A microwave oven, also known as a microwave, is a handy appliance because it can heat and cook a variety of foods by using electromagnetic radiation in the microwave frequency range. The purpose of the microwave magnetron is to generate energy for the microwave. Although you can test the microwave magnetron for bad microwave capacitor symptoms, a microwave oven can give you an electric shock even when it's unplugged. That's why it's highly recommended to hire an appliance repair technician when trying to do any microwave oven repairs.
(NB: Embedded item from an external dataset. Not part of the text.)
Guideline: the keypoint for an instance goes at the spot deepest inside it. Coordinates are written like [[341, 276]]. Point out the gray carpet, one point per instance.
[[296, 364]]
Background on Microwave Magnetron
According to Edison Tech Center, the cavity magnetron is the central part of a microwave. The concept of the magnetron was invented in the '30s by Dr. Albert W. Hull in Schenectady, New York. The magnetron operates as an oscillator, which is a device that generates oscillatory electric currents or voltages by nonmechanical means.
In the magnetron, electrons emit from a hot cathode (the negatively charged electrode by which electrons enter an electrical device) and spin past cavities that generate microwave energy. The magnetron basically acts as a high powered vacuum tube.
How it Works
Microwave ovens are one of the most convenient methods when it comes to electric cooking. According to Edison Tech Center, the microwave oven uses the magnetron to generate microwave energy. The microwave energy travels through something called a waveguide and is then distributed into a metal cavity. Your food is cooked in this metal cavity.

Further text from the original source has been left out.